A phrase usually attributed the Queen Elizabeth I, but whether she actually said it is anyone’s guess. As far as public beheadings in the capital were concerned the site used was Tower Hill on the north side of the Tower of London.
Sudbury and de Hales loose their heads
The two earliest record I could find were for a couple of executions that were not state sanctioned. Robert de Hales, the Lord High Treasurer and the Archbishop of Canterbury, Simon Sudbury, were both taken prisoner, tried and executed during the Peasants Revolt in 1381. Following that a long line of people lost their heads there usually for the act of treason. The last such was in 1747 when Simon Fraser, the then Lord Lovat was found guilty of treason for siding with the Jacobite’s and taking part in the battle of Culloden against the English.
Following that the area used for executions was unused for fifty years, when it was remodelled by the English architect Samuel Wyatt in 1797 to create Trinity Square and Trinity Gardens and is generally the same layout as is seen today.
On the east side of Tower Hill is part of impressive remains of the Roma and Medieval wall which once ringed the City.

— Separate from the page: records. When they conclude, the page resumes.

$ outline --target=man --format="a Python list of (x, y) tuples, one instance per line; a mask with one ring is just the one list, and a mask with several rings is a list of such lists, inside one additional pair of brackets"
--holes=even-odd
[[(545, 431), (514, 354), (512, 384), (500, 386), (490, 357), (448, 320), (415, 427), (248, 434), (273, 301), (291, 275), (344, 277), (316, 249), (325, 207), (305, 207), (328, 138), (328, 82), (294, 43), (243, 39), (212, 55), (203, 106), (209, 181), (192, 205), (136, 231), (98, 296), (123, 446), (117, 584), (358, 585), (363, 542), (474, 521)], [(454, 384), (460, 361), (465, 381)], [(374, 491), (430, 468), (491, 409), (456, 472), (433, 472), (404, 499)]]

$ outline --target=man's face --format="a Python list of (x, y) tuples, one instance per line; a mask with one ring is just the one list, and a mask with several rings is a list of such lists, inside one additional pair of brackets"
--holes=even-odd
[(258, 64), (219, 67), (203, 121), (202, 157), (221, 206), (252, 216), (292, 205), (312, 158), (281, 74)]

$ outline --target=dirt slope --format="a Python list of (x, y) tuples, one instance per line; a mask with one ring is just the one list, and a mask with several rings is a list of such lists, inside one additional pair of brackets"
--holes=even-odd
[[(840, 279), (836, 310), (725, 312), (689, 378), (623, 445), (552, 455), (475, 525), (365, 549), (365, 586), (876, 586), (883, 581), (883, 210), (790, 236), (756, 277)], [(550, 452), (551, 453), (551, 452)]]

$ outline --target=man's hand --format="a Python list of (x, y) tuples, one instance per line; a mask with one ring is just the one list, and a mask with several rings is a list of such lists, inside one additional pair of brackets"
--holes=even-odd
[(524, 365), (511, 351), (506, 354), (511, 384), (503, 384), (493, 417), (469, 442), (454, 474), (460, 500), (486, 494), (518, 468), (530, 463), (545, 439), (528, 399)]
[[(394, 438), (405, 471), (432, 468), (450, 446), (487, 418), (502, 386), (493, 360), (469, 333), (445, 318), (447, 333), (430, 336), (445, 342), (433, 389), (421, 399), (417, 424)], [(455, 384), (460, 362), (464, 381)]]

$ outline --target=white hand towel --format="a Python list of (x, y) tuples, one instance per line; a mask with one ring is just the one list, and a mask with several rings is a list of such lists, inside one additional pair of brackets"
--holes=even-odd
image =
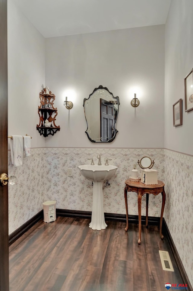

As you climb the steps to the level of Tower Hill underground station you get a good view of the wall and also the statue of a Roman gentleman. This is purported to be the Roma Governor Trajan who was Emperor from 98 to 117 AD. If Trajan is looking down from the Fields of Elysium, he must be wondering about what’s going on here, as he never visited these shores during his lifetime. To add insult and injury to this noble Roman the statue itself made it’s way to the current location after being found on a scrapyard in Southampton. It was placed here in 1980 as a bequest from P. B. “Tubby” Clayton, the vicar of All Hallows-by-the-Tower which is to the south east of Tower Hill. Not much more is known about the statue other than at some point it lost it’s head and the one it sports now is a recent addition, which seems quite apt for the location.